MY Rig is as follows 
i7 4770K 
Asrock Z87 Fatal1ty 
4x4 Kingston HyperX Red
Seasonic M12 750 Watt 
Corsair H100i 
PowerColor 7750

I was running everything at stock and I was checking my voltage via CPU-Z 
it showed Idle voltage at .800 volts and full load voltage ( 3.8 Ghz @ 1.200v)
It seems the the Mobo is pushing in more voltage than required.
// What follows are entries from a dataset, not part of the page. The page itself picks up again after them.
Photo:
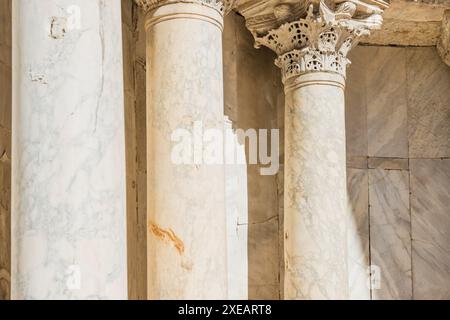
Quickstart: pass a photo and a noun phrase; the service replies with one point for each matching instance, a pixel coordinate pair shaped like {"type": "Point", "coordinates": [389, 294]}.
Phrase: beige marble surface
{"type": "Point", "coordinates": [315, 226]}
{"type": "Point", "coordinates": [430, 203]}
{"type": "Point", "coordinates": [68, 183]}
{"type": "Point", "coordinates": [390, 233]}
{"type": "Point", "coordinates": [186, 203]}
{"type": "Point", "coordinates": [428, 104]}
{"type": "Point", "coordinates": [386, 102]}
{"type": "Point", "coordinates": [5, 149]}
{"type": "Point", "coordinates": [252, 99]}
{"type": "Point", "coordinates": [356, 103]}
{"type": "Point", "coordinates": [358, 234]}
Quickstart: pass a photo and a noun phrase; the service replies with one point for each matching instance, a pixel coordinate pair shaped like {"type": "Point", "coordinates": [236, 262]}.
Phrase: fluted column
{"type": "Point", "coordinates": [68, 155]}
{"type": "Point", "coordinates": [186, 205]}
{"type": "Point", "coordinates": [312, 54]}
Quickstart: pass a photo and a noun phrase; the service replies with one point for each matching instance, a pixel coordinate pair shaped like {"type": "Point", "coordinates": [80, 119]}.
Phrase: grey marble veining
{"type": "Point", "coordinates": [68, 157]}
{"type": "Point", "coordinates": [358, 233]}
{"type": "Point", "coordinates": [430, 214]}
SO took the system off Auto put it in Adpative mode  and set it at 39X Multiplier (both CPU and uncore) 
base voltage at .800v and offsets of  +.005 volts
Result 
idle voltage is .721 
now at these settings Prime95 runs at 1.131 volts for hours with temps ranging from 58-62 C
But Intel Burn test and aida 64 bumped the voltage up to 1.200v

So again I set the multiplier at 42X and ( uncore at 39X)
base voltage at .800v and offsets of  +.005 volts 
Result
idle voltage is .721
now at these settings Prime95 runs at 1.131 volts for hours with temps ranging from 58-64 C
But Aida64 and Intel Burn test ramps up voltages to 1.200v
temps for intel Burn test are Max =74C; average= 60
Aida64 temps are 58-64 C

So again I took the System off adaptive mode and put it in fixed voltage  
base voltage at 1.131v and offsets of  +.005 volts
Result
idle voltage is .721
Aida64 and Intel Burn test Completed successfully at these voltages ( 1.136)
with temps as mentioned above.

Idle temps under all conditions are =28-31 C ( core to core varies)
Cooler Profile = Normal usage I use a custom Curve but for testing I use Balanced



I have used my PC for 7-8 hours ( Adaptive mode) doing gaming and VMware work and I can ee that max voltage has never crossed 1.131v. Its only when I Run Aida54 and Intel Burn Test that somehow my Mobo decided to give it 1.200 volts.

1)Any Idea how this can be fixed ( I other that these two nothing pushes the adaptive voltage up, still its bugging me  )

2)Also are the voltages i.e 1.131v for 4.2 Ghz with temps under all stress test other than linpack based hovering around 58-63C ok ?

3)I will try next to push to 4.4 Ghz what voltages should I try it our


----------